Everyone's favorite stone age family is back in Universal Pictures and Amblin Entertainment's The Flintstones in Viva Rock Vegas, directed once again by Brian Levant and produced by Bruce Cohen.
This time the story takes a step further back in time when Fred Flintstone, the boy from the wrong side of the rocks, courts the beautiful, young heiress Wilma Slaghoople. Along with best friend Barney Rubble, and his future fiancee Betty, Fred and Wilma head off for a romantic weekend in Rock Vegas, the hottest rock resort on the continent.

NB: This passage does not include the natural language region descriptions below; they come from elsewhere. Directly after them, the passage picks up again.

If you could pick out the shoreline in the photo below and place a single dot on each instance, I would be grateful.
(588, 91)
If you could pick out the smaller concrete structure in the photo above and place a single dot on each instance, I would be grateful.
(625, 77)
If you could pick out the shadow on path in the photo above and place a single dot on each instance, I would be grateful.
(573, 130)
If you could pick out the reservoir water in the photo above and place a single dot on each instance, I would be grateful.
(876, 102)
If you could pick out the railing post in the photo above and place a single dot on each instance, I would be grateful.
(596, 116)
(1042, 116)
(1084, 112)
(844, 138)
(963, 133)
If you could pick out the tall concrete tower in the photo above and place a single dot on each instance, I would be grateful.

Once again tossing out all continuity and traditional Flintstones plotting, this overly stylish film suggests that Wilma was an heiress secretly working as a carhop with her friend Betty and pining away for her prince (while being forced to date Chip Rockefeller) -- among several other extremely contrived plotlines.
It might have done the filmmakers good to remember that The Flintstones became a huge hit in black and white, and although color is loads of fun and can be visually appealing, it's way overdone in this context of the stone age. Rock Vegas is especially ornate with flashing lights and neon-colored "stone" walls.
And lest we forget the painstaking challenge it can be to bring animated characters to life, it's certainly exemplified in the film's casting. All of a sudden Wilma is a throaty, amazon of-a-woman because of Kristen Johnston's height and deep voice, and the casting of Baldwin as Barney and Joan Collins as Wilma's mother is marginal at best. On the flip side, Jane Krakowski gives us a fun -- though overly flirty -- Betty, and the inclusion of baby Dino and the brilliantly handled Great Gazoo make for genuine bright spots.